Since then, Synlogic has worked primarily on programming E. coliNissle, a strain of bacteria derived from the gut that is also used widely and safely as a probiotic. The programmed E. coliNissle, Lu says, provides greater precision, safety, and efficacy for disease treatment, compared with traditional methods.
For inflammatory bowel diseases such as Crohn’s disease and ulcerative colitis, for instance, current treatments include small-molecule drugs or antibodies with anti-inflammatory properties. But the challenge is getting the right dosage, Lu says. “If you apply too little, it’s not going to work. If you apply too much, you have a chance you may immunosuppress the patient and cause side effects,” he says.
Synlogic can “program microbes to detect inflammation and make anti-inflammation molecules at the site of inflammation, as well as produce molecules that positively impact immune system function,” Collins says.
Then there’s the more rare but debilitating urea cycle disorder, which affects 2,000 to 6,000 people in the United States and impairs their ability to processes ammonia. If ammonia builds up too much and reaches the brain, it can lead to brain damage, coma, and death. The best available treatment option for people with UCD today is a liver transplant.
Synlogic aims to treat UCD with a daily biotic that functions in a surprising way: “It can decrease the ammonia in the bloodstream, without even contacting the blood,” Lu says.
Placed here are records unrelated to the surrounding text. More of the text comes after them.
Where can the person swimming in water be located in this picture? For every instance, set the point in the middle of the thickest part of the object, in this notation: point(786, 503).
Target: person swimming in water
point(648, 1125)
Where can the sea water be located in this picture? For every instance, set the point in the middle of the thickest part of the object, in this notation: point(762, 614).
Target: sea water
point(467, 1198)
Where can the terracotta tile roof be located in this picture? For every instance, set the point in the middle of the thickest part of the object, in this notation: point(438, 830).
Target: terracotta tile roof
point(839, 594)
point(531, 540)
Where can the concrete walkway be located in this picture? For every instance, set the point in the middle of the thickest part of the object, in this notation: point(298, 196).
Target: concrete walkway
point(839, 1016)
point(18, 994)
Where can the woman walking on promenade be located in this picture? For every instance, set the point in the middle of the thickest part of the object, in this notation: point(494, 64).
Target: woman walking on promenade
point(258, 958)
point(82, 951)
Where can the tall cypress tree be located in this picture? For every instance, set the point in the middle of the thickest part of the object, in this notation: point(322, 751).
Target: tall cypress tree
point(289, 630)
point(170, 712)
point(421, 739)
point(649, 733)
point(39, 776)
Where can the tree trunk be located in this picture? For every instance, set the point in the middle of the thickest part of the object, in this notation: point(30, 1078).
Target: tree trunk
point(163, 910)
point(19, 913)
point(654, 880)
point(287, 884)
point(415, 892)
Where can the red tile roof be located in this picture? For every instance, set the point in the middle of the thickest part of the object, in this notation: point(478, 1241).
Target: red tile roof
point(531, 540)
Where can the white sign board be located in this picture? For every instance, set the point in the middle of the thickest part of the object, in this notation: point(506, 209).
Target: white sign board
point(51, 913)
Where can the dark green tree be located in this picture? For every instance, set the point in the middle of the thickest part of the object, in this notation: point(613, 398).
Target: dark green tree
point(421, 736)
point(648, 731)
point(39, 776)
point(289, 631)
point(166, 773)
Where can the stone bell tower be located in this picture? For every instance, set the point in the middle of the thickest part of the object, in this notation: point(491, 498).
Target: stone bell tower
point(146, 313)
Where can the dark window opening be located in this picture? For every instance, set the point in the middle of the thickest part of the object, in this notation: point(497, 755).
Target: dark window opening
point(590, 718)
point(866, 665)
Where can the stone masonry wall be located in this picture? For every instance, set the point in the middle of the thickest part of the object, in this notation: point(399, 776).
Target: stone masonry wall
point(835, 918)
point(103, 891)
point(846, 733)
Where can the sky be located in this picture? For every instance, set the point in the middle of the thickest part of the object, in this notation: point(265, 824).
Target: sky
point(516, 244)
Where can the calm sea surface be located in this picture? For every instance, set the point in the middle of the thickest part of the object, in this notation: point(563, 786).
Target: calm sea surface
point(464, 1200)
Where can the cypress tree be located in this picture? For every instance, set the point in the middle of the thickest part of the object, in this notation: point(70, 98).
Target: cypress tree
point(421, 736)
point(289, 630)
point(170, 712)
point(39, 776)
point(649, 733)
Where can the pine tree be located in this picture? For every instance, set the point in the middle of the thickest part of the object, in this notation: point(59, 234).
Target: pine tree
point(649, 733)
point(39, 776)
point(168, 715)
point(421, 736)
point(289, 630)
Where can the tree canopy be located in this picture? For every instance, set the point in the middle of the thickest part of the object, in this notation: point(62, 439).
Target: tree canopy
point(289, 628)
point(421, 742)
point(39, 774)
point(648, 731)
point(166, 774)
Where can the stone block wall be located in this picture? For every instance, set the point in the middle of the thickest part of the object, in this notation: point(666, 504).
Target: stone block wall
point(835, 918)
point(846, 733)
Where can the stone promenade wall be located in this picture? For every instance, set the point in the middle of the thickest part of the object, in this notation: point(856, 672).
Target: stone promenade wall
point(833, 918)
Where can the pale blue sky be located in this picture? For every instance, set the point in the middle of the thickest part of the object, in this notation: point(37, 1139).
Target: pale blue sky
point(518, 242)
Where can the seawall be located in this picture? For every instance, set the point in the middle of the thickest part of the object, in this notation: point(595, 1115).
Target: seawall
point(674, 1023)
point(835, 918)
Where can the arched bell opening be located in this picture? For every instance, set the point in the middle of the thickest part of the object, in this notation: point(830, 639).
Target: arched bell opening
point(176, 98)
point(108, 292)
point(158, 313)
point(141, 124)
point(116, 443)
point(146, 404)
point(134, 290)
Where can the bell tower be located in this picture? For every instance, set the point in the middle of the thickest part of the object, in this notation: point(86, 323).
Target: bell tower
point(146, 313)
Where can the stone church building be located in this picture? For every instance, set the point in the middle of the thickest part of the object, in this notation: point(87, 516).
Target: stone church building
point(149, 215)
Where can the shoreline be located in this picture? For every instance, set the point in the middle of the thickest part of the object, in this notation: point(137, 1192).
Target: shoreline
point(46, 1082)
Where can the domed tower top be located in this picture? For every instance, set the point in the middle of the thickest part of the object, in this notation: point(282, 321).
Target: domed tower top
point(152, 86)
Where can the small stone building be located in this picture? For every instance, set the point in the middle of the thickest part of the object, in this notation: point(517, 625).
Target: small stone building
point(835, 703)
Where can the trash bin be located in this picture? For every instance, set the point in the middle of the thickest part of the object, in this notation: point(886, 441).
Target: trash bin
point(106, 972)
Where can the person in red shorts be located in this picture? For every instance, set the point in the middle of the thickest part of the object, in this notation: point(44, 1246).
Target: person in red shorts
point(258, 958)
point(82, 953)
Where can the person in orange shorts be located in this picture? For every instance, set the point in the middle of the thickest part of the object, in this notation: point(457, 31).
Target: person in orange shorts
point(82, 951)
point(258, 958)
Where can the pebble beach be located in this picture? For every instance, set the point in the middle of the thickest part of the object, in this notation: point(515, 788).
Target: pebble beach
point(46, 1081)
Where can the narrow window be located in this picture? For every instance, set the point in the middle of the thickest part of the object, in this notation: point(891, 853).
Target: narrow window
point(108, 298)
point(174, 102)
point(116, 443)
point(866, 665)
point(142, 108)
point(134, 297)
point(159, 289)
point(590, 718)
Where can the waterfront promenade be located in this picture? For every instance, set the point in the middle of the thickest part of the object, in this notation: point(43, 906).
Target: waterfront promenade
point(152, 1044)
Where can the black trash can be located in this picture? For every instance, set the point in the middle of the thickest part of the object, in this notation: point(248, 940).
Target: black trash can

Ammonia levels in the bloodstream, he explains, are dependent on ammonia production in the large intestine. Synlogic’s biotic converts intestinal ammonia into an amino acid, which is flushed out of the body through the stool, thereby dramatically reducing the flow of ammonia to the blood and reducing ammonia levels in the bloodstream.
Synlogic’s biotic for PKU, which affects 13,000 people in the United States, functions in a similar way, to regulate the processing and extraction of phenylalanine. PKU patients must adhere to a lifelong, extremely low-protein diet that can result in serious developmental disorders, because they can’t eat normal foods that contain phenylalanine — including many meat, dairy, and seafood products. “If we can degrade phenylalanine with convenient administration of this probiotic, that will change the course of this disease,” Lu says.
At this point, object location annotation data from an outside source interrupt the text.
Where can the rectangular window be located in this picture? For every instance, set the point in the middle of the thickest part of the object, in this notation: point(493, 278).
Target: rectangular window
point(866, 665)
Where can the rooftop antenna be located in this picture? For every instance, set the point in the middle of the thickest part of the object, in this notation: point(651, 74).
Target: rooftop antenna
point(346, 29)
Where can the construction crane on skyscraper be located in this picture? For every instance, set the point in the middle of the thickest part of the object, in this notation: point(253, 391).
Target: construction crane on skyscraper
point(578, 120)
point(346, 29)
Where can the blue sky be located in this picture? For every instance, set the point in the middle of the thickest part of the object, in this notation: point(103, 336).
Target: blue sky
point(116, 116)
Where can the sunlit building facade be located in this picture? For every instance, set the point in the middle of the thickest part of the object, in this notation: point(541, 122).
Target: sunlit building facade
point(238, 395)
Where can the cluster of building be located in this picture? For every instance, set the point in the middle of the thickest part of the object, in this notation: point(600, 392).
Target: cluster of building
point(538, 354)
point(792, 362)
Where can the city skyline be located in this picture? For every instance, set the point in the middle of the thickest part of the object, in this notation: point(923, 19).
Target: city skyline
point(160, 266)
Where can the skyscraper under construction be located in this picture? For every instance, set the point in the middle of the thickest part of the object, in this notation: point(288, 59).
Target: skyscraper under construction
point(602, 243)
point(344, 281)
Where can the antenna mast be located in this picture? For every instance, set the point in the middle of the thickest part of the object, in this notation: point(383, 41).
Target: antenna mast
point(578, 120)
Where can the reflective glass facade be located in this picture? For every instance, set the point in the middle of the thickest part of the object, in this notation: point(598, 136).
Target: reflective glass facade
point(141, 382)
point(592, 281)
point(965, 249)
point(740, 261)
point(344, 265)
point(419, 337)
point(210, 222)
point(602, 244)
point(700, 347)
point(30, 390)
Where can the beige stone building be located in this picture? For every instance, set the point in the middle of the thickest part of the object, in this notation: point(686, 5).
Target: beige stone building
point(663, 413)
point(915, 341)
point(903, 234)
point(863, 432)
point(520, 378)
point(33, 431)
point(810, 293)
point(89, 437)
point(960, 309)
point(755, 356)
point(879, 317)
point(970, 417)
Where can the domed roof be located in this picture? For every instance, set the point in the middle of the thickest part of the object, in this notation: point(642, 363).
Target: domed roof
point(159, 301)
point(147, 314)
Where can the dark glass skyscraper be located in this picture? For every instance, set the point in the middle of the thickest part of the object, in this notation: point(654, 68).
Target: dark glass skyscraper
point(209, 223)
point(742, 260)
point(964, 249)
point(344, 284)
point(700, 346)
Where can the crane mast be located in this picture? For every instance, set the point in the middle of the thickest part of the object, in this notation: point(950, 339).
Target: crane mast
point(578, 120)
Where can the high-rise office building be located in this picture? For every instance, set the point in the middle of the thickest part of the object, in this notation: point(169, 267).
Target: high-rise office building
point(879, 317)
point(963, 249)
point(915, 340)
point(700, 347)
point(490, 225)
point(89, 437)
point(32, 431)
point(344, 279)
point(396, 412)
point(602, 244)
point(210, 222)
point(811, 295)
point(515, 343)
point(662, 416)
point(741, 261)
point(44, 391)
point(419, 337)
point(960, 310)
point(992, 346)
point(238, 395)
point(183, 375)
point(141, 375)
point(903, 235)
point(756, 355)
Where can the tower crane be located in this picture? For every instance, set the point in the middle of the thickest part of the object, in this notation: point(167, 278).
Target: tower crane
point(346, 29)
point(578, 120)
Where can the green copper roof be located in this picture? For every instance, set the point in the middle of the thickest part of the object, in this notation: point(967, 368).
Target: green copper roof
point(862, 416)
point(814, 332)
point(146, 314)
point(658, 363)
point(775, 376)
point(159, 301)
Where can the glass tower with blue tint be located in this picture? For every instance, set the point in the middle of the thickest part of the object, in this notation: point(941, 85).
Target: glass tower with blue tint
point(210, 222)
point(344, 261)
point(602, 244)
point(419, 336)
Collins says Synlogic has potential to treat many other rare genetic metabolic disorders. But the recent AbbVie deal, he says, also “opens up possibilities of using these microbes to produce biologics or other small molecules to treat a range of conditions.” These include cardiovascular disease and autoimmune, oncology, and central nervous system disorders, which have been linked to metabolic dysregulation.
Reaching clinical efficacy
Part of the reason that probiotic treatments are not used for serious diseases is their lack of clinically validated efficacy. Synlogic, on the other hand, aims to overcome these efficacy issues with potent and precision-programmed synthetic biotics, Lu says.
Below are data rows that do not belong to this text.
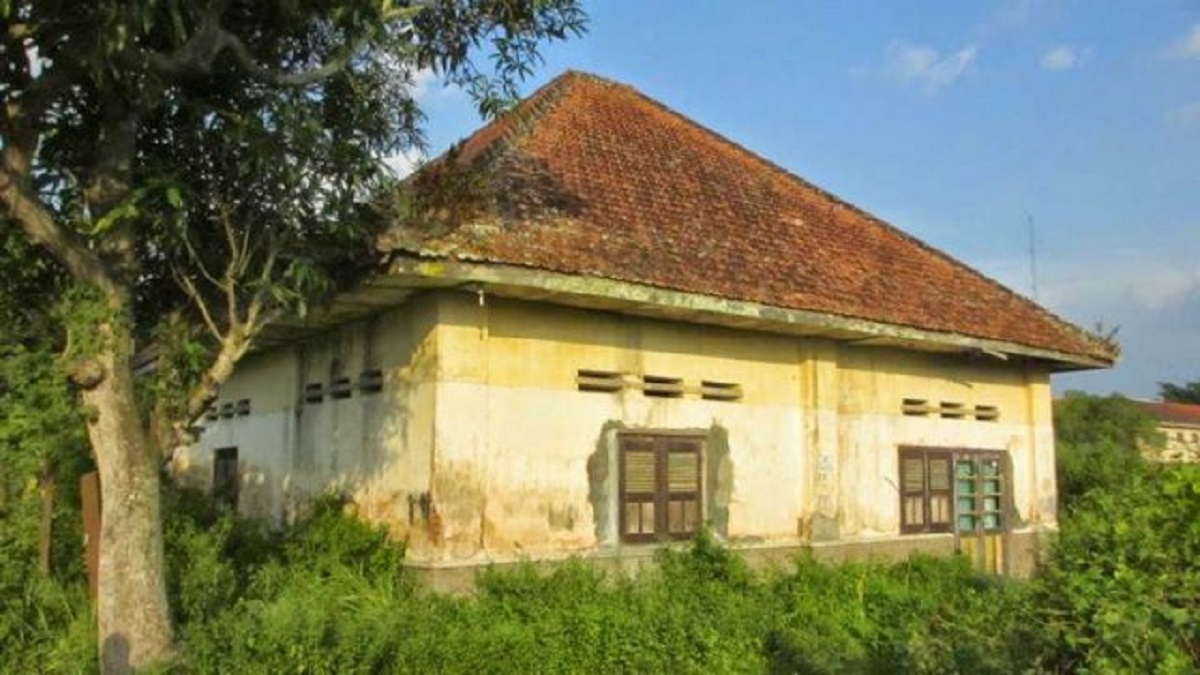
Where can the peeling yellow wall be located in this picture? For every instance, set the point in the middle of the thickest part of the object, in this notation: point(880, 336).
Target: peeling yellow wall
point(373, 447)
point(483, 448)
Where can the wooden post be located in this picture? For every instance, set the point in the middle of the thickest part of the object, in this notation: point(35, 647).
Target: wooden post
point(89, 493)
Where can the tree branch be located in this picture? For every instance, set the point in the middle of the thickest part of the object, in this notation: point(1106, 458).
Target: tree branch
point(193, 294)
point(202, 49)
point(40, 226)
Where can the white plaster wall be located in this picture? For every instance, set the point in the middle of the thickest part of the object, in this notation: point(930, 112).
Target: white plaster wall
point(376, 447)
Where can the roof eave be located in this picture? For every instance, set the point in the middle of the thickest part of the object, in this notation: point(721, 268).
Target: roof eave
point(592, 292)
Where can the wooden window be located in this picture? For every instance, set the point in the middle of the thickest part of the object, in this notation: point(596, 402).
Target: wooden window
point(978, 493)
point(225, 477)
point(943, 490)
point(925, 490)
point(660, 487)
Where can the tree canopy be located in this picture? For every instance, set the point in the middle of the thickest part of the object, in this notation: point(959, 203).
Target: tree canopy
point(197, 168)
point(1099, 443)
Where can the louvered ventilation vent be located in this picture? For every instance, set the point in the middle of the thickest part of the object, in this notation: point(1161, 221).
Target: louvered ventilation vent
point(952, 410)
point(340, 388)
point(371, 381)
point(663, 387)
point(720, 390)
point(987, 413)
point(599, 381)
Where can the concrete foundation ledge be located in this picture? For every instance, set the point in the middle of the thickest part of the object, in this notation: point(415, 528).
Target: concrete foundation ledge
point(1025, 550)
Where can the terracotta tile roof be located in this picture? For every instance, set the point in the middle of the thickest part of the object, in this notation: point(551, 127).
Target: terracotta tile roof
point(1171, 413)
point(589, 177)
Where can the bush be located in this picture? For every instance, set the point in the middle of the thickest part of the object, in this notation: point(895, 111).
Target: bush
point(1121, 590)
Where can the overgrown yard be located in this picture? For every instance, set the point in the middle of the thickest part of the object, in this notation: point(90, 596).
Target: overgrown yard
point(1120, 593)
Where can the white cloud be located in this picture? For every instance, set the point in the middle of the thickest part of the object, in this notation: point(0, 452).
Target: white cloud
point(1187, 47)
point(924, 67)
point(1062, 58)
point(1186, 115)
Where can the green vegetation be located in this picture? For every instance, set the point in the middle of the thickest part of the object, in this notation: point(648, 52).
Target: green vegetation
point(1119, 592)
point(1099, 442)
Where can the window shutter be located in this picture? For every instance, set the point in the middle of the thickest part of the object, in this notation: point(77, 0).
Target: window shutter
point(660, 487)
point(912, 490)
point(941, 490)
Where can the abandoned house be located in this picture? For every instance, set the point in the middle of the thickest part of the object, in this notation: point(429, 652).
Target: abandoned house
point(1180, 426)
point(599, 327)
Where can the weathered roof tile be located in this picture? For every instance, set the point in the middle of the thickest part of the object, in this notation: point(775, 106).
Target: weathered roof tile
point(591, 177)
For example, in engineering the safe and easily programmable E. coliNissle, Synlogic engineers have designed the microbe to consume a massive amount of toxic metabolites. TheE. coliNissle strain that forms the basis of Synlogic’s UCD program, for instance, can consume orders of magnitude more ammonia than natural E. coli can, Lu says. “For this treatment to work for patients, you want the max performance you can squeeze out of any one of these biotics,” he says.
Based on their preclinical data, Synlogic’s treatments have the potential to reach “clinical levels” of efficacy not seen often in synthetic biology, says Collins: “Synlogic is programming these probiotic microbes to consume ammonia or phenylalanine for example, and they are reaching levels that are expected to be clinically meaningful, which is quite remarkable.”